From Global News
Postmedia said Thursday it plans to reduce its salary costs by 20 per cent through voluntary staff buyouts, adding that layoffs are possible if its target isn’t met, as the media company announced its net loss for its most recent quarter nearly doubled.
Staff have until Nov. 8 to apply for the buyouts, the company said, with reductions coming from all levels and operations.
The newspaper chain, which counts the National Post, the London Free Press, and other former Sun Media papers among its holdings, announced the cost-cutting measure as it reported a fourth-quarter loss of $99.4 million or 35 cents per diluted share. That’s up from a loss of $54.1 million or 19 cents per diluted share for the same period a year ago.
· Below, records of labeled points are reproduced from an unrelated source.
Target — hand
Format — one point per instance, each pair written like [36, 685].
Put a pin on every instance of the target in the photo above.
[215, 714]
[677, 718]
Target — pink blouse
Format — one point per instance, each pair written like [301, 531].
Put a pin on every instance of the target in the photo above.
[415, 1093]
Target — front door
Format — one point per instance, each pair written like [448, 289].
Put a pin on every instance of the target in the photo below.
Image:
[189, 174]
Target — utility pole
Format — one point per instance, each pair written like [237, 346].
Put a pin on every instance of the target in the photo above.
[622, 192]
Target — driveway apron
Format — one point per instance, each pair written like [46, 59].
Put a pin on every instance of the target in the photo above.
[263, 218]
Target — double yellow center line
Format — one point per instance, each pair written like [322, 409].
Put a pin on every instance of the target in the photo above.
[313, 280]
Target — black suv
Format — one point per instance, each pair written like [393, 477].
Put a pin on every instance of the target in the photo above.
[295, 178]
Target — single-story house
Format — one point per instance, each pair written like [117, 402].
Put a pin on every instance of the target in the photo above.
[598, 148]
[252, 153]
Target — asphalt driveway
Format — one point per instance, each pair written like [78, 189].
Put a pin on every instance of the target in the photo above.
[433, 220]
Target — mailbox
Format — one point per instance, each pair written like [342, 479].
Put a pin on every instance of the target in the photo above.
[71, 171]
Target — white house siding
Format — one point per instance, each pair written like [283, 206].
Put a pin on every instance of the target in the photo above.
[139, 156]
Revenue for the quarter ended Aug. 31 totalled $198.7 million, down from $230.2 million. Postmedia attributed most of the revenue loss to a 21.3 per cent drop in print advertising and eight per cent fall in print circulation.
For its full financial year, Postmedia said it lost $352.5 million or $1.25 per share on $877.2 million in revenue. In the previous year, it lost $263.4 million or $1.98 per diluted share on $750.3 million in revenue.
The newspaper industry has struggled with declining ad revenue for years, but 2016 has been particularly brutal for the business.
In January, Postmedia cut 90 jobs and merged newsrooms in four cities, but maintained separate newspapers in each location following its acquisition of Sun Media’s English-language newspapers and digital properties last year.
It had been grappling with how to tackle its $648-million debt and those layoffs were part of cost-cutting measures.
The company aimed to reduce its annual operating expenses by $80 million. Postmedia said Thursday it is just $5 million shy of reaching that goal, which it expects to do by the end of the first quarter of its 2017 financial year.
In July, it announced a debt-restructuring plan that would see its total amount owed slashed by nearly half. The Ontario Superior Court as well as the company’s shareholders and debt holders approved the plan last month.
CEO Paul Godfrey told analysts and the media when the plan was announced that the company still had work to do to operate in a challenging industry – a sentiment he echoed Thursday.
“We do see some hopeful signs in our newer revenue initiatives,” Godfrey said in a statement. “We will continue to transform our business to address the industry disruption.”
This year, the company struck deals with two financial technology companies, Agility Forex Ltd. and Mogo Finance Technology Inc., for revenue in exchange for ad space.